The physical structure of a bloomery contained a chimney, pipes called tuyeres, an aperture to remove the bloom, and, sometimes, an air- or gas-compressing device. The walls of the bloomery were comprised of some sort of heat-opposing substance, such as earth or stone. Some bloomeries did not contain an opening from which the bloom could be extracted, but instead required workers to overturn the bloomery itself and take the bloom from the top portion of the furnace.
When workers used a bloomery, they first preheated the unit by lighting charcoal. When the device had reached the appropriate temperature, iron ore and more charcoal were fed into the top part of the furnace. The charcoal produced carbon monoxide, which stayed trapped in the unit and facilitated the reduction of oxides in the iron ore without causing it to melt; this produced metallic iron. During the process, tiny specks of iron drifted to the bottom of the bloomery, and these bits become fused together and result in the slag. Steel was produced in bloomeries by altering the flow of air into the unit.

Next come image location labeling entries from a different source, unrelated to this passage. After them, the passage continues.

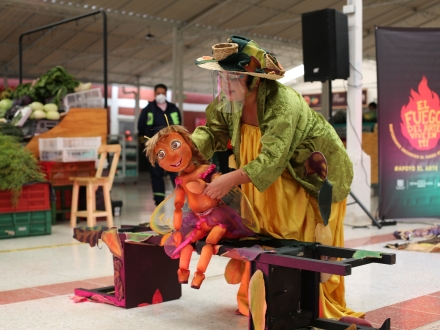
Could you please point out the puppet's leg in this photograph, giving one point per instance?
(213, 237)
(185, 258)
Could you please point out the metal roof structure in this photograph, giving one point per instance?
(140, 34)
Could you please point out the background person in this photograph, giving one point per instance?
(151, 121)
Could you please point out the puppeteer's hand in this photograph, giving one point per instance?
(219, 187)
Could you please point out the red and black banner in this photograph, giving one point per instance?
(408, 82)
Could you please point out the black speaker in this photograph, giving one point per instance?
(325, 45)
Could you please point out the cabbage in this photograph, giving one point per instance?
(39, 114)
(53, 115)
(5, 104)
(36, 106)
(50, 107)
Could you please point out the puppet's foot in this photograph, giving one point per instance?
(183, 275)
(197, 280)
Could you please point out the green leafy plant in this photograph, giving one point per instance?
(17, 167)
(56, 83)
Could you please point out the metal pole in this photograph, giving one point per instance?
(175, 65)
(104, 36)
(20, 60)
(330, 102)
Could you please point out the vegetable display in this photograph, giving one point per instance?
(17, 167)
(54, 83)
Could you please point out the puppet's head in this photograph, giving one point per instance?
(173, 149)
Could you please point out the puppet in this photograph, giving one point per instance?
(173, 149)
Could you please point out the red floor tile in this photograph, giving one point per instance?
(13, 296)
(427, 304)
(352, 243)
(401, 318)
(65, 288)
(435, 294)
(102, 281)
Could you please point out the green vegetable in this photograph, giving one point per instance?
(53, 115)
(38, 114)
(8, 129)
(36, 106)
(17, 167)
(21, 90)
(54, 83)
(5, 104)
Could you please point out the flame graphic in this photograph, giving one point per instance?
(421, 118)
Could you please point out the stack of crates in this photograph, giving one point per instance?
(32, 215)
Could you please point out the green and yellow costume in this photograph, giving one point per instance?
(272, 155)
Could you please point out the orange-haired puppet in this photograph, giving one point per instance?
(173, 149)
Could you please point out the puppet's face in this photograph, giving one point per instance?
(173, 153)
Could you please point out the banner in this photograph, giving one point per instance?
(408, 80)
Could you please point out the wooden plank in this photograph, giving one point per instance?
(370, 146)
(78, 122)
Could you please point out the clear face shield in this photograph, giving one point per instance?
(229, 90)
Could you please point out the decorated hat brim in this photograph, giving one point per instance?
(213, 65)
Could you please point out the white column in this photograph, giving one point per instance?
(361, 161)
(137, 107)
(114, 111)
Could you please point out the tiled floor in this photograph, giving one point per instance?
(38, 275)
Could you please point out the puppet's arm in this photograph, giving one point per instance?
(178, 204)
(196, 186)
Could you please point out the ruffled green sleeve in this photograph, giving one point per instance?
(282, 125)
(214, 136)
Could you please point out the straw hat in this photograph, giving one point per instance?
(242, 55)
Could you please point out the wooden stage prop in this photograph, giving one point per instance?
(291, 271)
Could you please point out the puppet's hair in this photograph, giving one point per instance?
(197, 157)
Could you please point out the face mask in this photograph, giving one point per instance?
(161, 98)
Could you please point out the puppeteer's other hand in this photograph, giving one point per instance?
(219, 187)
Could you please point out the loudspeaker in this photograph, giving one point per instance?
(325, 45)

The bloom produced by a bloomery was traditionally used in a machine called a double hammer. The double hammer shaped metal through compressive pressure. Blooms or lumps of wrought iron to be hammered and shaped, commonly known as puddle balls, were placed inside. A set of large hammers moved in opposing directions on either side of the device, compressing the bloom or the puddle balls within the unit. This pressure rolled and shaped the bloom or puddle balls into metal.